Google rejoins the open model party and gets some backlash for a frequent problem for generative AI.
On Wednesday, February 21st, Google announced their open-weight models from the Gemini line of work:
Gemma is a family of lightweight, state-of-the-art open models built from the same research and technology used to create the Gemini models. Developed by Google DeepMind and other teams across Google, Gemma is inspired by Gemini, and the name reflects the Latin gemma, meaning “precious stone.” Accompanying our model weights, we’re also releasing tools to support developer innovation, foster collaboration, and guide responsible use of Gemma models.
Gemma is pretty widely available for an initial launch. The weights of pretrained and fine-tuned models are on HuggingFace, it works in JAX, PyTorch, and TensorFlow, popular model training repositories, they gave us a “ready-to-use” Colab, and it comes with commercial-friendly terms of use (that has another issue we’ll get to).

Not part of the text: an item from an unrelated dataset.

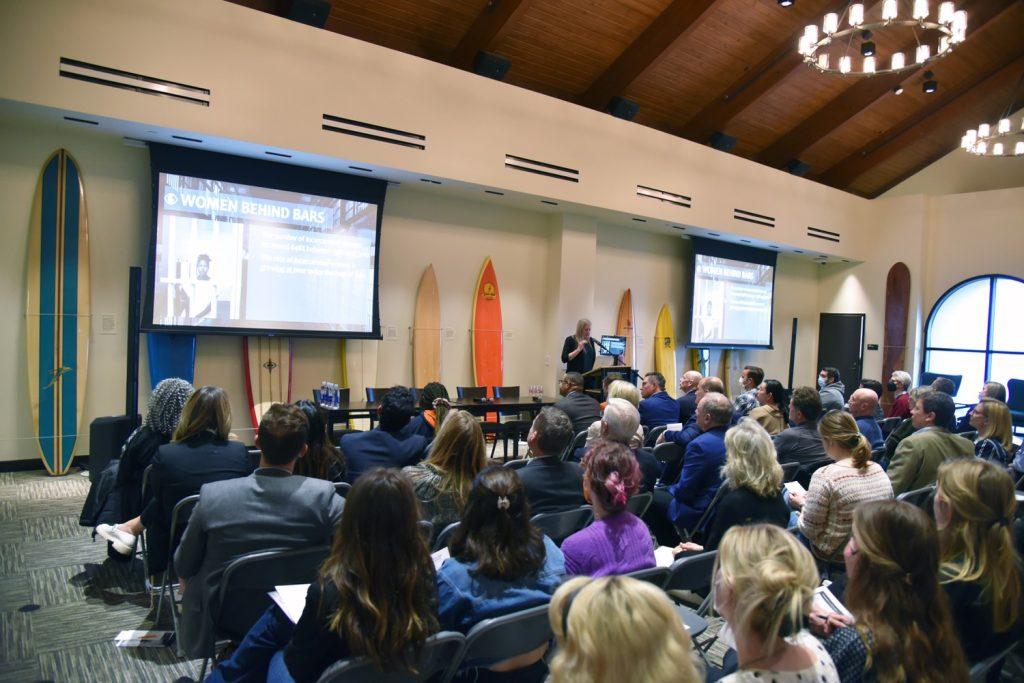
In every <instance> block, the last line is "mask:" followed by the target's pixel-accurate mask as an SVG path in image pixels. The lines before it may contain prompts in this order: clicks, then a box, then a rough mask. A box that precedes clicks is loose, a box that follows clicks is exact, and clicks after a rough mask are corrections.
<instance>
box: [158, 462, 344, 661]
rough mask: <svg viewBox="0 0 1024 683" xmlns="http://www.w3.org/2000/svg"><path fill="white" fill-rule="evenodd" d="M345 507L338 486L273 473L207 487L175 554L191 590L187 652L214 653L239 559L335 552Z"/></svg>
mask: <svg viewBox="0 0 1024 683" xmlns="http://www.w3.org/2000/svg"><path fill="white" fill-rule="evenodd" d="M344 505H345V501H344V500H343V499H342V498H340V497H338V496H337V495H336V494H335V492H334V485H333V484H332V483H331V482H329V481H324V480H322V479H312V478H309V477H304V476H300V475H298V474H289V473H288V472H286V471H285V470H282V469H278V468H273V467H262V468H260V469H258V470H256V471H255V472H253V473H252V474H250V475H249V476H247V477H240V478H238V479H227V480H224V481H214V482H212V483H208V484H204V485H203V487H202V488H201V489H200V499H199V503H197V505H196V509H195V511H194V512H193V515H191V517H190V518H189V520H188V526H187V528H186V529H185V532H184V536H183V537H182V538H181V543H180V545H179V546H178V549H177V551H176V552H175V553H174V568H175V570H176V571H177V574H178V575H179V577H181V578H182V579H185V580H186V584H187V585H186V587H185V589H186V590H185V593H184V596H183V598H182V601H181V618H180V621H179V624H180V629H179V633H178V647H179V648H180V650H181V651H182V652H184V653H185V654H187V655H188V656H190V657H202V656H206V655H207V654H209V653H211V652H212V651H213V623H212V622H211V620H210V614H209V613H208V609H207V608H208V605H209V604H210V599H211V598H212V596H213V594H214V592H215V591H216V590H217V586H218V584H219V582H220V578H221V574H222V573H223V571H224V568H225V567H226V566H227V565H228V564H229V563H230V562H231V561H232V560H234V559H237V558H239V557H241V556H243V555H246V554H248V553H253V552H256V551H259V550H267V549H270V548H289V549H291V548H308V547H311V546H319V545H328V544H330V542H331V538H332V536H333V535H334V527H335V524H337V522H338V520H339V519H340V518H341V510H342V508H343V507H344Z"/></svg>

Regardless, this model is great! It sets a new standard at 7 billion parameters, pretty steadily surpassing Mistral 7B. In summary:
At the same time, Google has been dealing with backlash to the image generations from its flagship model series, Gemini. The title from The Verge tells most of the story: *Google apologizes for ‘missing the mark’ after Gemini generated racially diverse Nazis.* In short, much like DALLE 2 in recent years, Google got backlash for too strongly adding bias corrections to their model. In this case, talking with many researchers on the ground, it is that multimodal RLHF and safety fine-tuning is much harder than a single modality, so I expect this to be more of a blip than a major story. I’ll still cover what it means later in the post, but for now, we start with Gemma.
Gemma takes the next step on the LLaMA 7B to Llama 2 to Mistral progression of 7 billion-ish parameter models. The core model evaluations are really strong across a wide range of tasks (including coding) and I suspect a ton of fine-tuned models in the coming months are based on it.
Most of this post will focus on the 7B model (and its aligned variant), which is also clearly more of an investment from them based on compute spend. The 7B model is trained for 6 trillion tokens, getting close to the rumored 8 trillion of Mistral 7B, while the smaller 2B parameter base model is only trained for 2 trillion tokens. The 2T model also has more of a mixed bag of results when compared to the known-to-be evaluation fishing Phi 2 model. The core point of my most recent post on open base models, OLMos, is the need to compare models weighed by parameters and token count. Llama 2 is only trained on 2T tokens, OLMo 7B gets close to it by training on 2.5, and it makes sense that Mistral and Gemma are way better with 6-8T tokens.
While the pace in progress of base LLMs on the data and architecture side is high (architecture other than the benefits of mixture of experts is mostly about optimizing hardware and training stability), it’s not worth it to spend more time training a base model. In a few years, we’ll see models are every major size checkpoint easily trained on twice as many tokens as we’re seeing now. By the end of the year, 1B to 7B models on 10T tokens will likely happen, and 20 or 30T isn’t ridiculous in the long timeframes. It makes comparing models harder, but it’s the next evolution of scaling laws.
One technicality that I need to add before showing the evaluations is that it’s more of 8B language model with .7B embedding and 7.75B non-embedding (total well over 8B), but they wanted to ride the comparison wave where everyone trains on 7B parameters. 7B is the people’s model size. It is accessible to many to fine-tune and accessible to almost everyone for inference.